Compliance rates are now separated into the categories of SS and SSH. The latest internal data abstraction for October 2017 shows SS compliance at 83% and SSH compliance at 35%. Although these rates aren't 100%, the true impact can be assessed by the decrease in patient mortality, which is currently 16%, a decrease from the 2011 mortality of 22%.

Take-away points

Building a sustainable program within the facility meant finding ways to create an effective program that impacted the entire hospital. The program was identified as a critical resource for nurses, physicians, and, most important, the patients we serve. Through our joint efforts, the importance of each department's part in our collective endeavor to improve patient care has been seen in the overall decrease in patient mortality and increase in CMS metric compliance. Creating and sustaining the sepsis program benefits both local and rural communities, and we're confident that the sepsis program will continue to evolve and improve.

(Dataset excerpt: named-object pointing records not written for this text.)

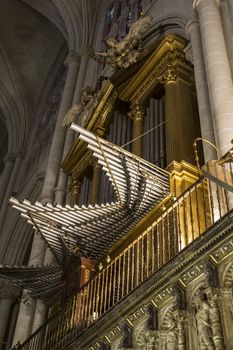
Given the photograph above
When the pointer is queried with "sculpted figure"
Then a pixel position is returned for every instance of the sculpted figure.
(203, 322)
(121, 54)
(147, 340)
(90, 99)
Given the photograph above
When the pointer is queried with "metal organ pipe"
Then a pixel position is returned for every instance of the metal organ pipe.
(162, 154)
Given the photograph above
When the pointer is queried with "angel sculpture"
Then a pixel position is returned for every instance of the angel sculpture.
(121, 54)
(90, 99)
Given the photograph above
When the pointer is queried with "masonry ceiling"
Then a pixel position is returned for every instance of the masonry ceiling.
(29, 46)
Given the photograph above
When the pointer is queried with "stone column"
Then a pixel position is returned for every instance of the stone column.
(27, 310)
(61, 189)
(23, 326)
(10, 188)
(5, 307)
(95, 184)
(96, 177)
(180, 123)
(225, 8)
(8, 294)
(9, 162)
(217, 70)
(206, 122)
(56, 151)
(41, 308)
(75, 190)
(137, 114)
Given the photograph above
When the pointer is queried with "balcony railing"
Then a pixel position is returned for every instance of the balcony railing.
(185, 219)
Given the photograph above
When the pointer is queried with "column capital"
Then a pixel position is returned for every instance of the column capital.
(72, 58)
(137, 112)
(169, 76)
(197, 2)
(94, 163)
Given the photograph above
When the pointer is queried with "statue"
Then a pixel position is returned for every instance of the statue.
(203, 321)
(147, 340)
(123, 53)
(89, 101)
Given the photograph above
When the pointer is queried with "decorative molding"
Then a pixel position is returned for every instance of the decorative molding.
(137, 316)
(223, 251)
(162, 297)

1. Hall MJ, Williams SN, DeFrances CJ, Golosinskiy A. Inpatient care for septicemia or sepsis: a challenge for patients and hospitals. NCHS Data Brief. 2011;(62):1–8.
2. QualityNet. Specifications manual for discharges. 2017.
3. National Institute of General Medical Sciences. Sepsis. 2017.
4. Rhodes A, Evans LE, Alhazzani W, et al. Surviving Sepsis Campaign: international guidelines for management of sepsis and septic shock: 2016. Crit Care Med. 2017;45(3):486–552.